Despite the riot and resulting investigation, Rodriguez was not discovered missing until a head count at 4:30 p.m. Thornton said officials initially assumed he had escaped.

Investigators are looking into whether the riot was created to conceal the slaying or allow someone to move the body.

"It's very difficult to cover every contingency with the limited staff that we have," said Chuck Alexander, president of the California Correctional Peace Officers Association that represents most prison guards.

"This kind of thing at Solano, sad to say I predict it's just a precursor," he said.

He noted a 2011 California law that keeps lower-level offenders in county jails, leaving state prisons to hold the most violent criminals. Changes in prison policies, meanwhile, mean more dangerous offenders are being housed in lower-security prisons like medium-security.

Rodriguez had alcohol in his system and was dead before he was eviscerated, killed by blows to the head that left him with a deep star-shaped wound on his forehead among his multiple skull fractures, cuts and other wounds, according to the May 27 autopsy report conducted by the Solano County Sheriff coroner's office.

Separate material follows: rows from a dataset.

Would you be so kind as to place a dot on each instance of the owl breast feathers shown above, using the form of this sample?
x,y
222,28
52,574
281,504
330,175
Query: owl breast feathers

His mother, Maria Rodriguez of Oakland, said she has been given no details about what happened. She said she had not seen the autopsy report but said that she knew her son's body was badly injured.

"When I saw my son ... at the funeral, he was so bad in the face," she said in a telephone interview. "I called them last week, and they say they're going to tell me in two weeks or in three weeks, but right now we don't got nothing."